2011-11-06

A modest proposal to the FSA

The UK Financial Services Authority has been on the receiving end of a fair amount of abuse over the past few years, much of it justified. Being a kind-hearted soul, I have a modest proposal to get my mate Hector back in the good books of the public and government.

You may be surprised to learn that the strict standards in the railway safety industry (if your company is on a contract for Network Rail, they can turn up at your workplace and demand you submit to drug or alcohol testing) do not apply for FSA-registered individuals. Banks may tell their FSA-registered employees that they are subject to random drug or alcohol tests, but I assure you that this doesn't happen in practice. Heck, why would it? If as a bank you feel you can adequately monitor an individual's trading performance, why would you want to rock the boat by testing that employee unless he's making a loss and you're looking for additional grounds to fire him?

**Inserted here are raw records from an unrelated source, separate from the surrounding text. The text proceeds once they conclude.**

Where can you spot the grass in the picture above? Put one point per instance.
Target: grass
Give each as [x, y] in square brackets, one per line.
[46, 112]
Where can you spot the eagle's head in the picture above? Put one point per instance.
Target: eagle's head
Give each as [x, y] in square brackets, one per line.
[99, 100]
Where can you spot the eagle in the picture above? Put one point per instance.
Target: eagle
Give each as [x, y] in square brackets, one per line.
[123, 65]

So let's have the FSA declare that a random drug and alcohol testing regime will apply for FSA-registered individuals at any UK-located branch of a financial institution with over 25 registered employees in that location, from Jan 1st 2012. The testing unit turns up having given 1 hour notice and get witnessed (yes, watched wizzes) pee samples from randomly selected 2% of the registered employees. The employer gets the results. Anyone with significant intoxicant samples goes straight to a board where they can appeal the pending loss of their FSA registration. Operating costs come out of existing FSA operational funds, so no additional operating costs to existing firms with unintoxicated employees.

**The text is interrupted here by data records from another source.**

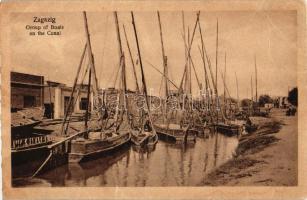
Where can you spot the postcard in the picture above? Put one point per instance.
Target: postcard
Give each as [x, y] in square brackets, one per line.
[153, 99]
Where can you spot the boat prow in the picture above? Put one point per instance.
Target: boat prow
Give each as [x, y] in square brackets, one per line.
[144, 138]
[84, 149]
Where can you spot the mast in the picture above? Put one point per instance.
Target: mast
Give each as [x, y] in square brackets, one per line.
[252, 92]
[164, 57]
[64, 128]
[141, 64]
[216, 56]
[189, 47]
[256, 81]
[132, 62]
[216, 53]
[203, 56]
[91, 56]
[88, 105]
[237, 89]
[225, 85]
[121, 54]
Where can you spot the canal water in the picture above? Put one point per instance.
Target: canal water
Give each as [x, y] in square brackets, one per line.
[168, 165]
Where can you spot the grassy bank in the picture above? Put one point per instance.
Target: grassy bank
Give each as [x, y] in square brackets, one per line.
[261, 155]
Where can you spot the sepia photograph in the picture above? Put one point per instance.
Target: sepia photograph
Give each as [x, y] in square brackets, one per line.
[153, 98]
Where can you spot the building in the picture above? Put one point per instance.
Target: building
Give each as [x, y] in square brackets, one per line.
[57, 97]
[31, 91]
[26, 90]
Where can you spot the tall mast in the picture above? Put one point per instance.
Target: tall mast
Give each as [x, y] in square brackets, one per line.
[225, 84]
[92, 65]
[164, 57]
[216, 56]
[64, 125]
[141, 64]
[185, 50]
[88, 104]
[131, 59]
[252, 92]
[256, 81]
[216, 52]
[203, 56]
[189, 47]
[237, 88]
[121, 53]
[90, 55]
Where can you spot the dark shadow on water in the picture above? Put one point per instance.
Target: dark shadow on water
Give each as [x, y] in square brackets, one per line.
[169, 164]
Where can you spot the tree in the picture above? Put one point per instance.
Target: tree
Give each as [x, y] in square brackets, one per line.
[263, 99]
[292, 96]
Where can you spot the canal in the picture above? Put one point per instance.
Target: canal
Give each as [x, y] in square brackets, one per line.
[168, 165]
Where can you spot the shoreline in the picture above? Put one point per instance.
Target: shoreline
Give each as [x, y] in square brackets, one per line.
[266, 157]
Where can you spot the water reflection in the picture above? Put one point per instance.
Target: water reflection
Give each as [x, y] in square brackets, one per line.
[167, 165]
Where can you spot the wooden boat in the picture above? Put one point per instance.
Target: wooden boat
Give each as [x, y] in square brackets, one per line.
[84, 149]
[145, 135]
[174, 131]
[26, 119]
[228, 129]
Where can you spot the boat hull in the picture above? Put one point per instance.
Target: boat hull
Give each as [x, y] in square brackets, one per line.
[229, 130]
[144, 139]
[85, 149]
[178, 135]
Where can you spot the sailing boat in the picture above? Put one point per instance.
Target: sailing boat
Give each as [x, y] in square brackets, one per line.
[222, 124]
[145, 135]
[109, 136]
[176, 123]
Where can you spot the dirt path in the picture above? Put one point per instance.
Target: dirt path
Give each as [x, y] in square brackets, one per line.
[264, 158]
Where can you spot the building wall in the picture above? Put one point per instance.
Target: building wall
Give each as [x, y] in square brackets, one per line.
[26, 90]
[60, 94]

The FSA gets to do something useful and popular; the programme gives a significant boost to the UK drug testing industry in time for other events; the government gets to point at something concrete being done to counter the drug-addled dipshits depicted in popular culture renditions of the City; the City gets something to point to and deflect such future criticism of their employees. What's not to like?

[It may strike the reader as incongruous that we don't similarly test Civil Service and Government members engaged in decision making of equal import compared to the railway and financial services domains. Your correspondent can only invite the reader to draw the appropriate inference for future action.]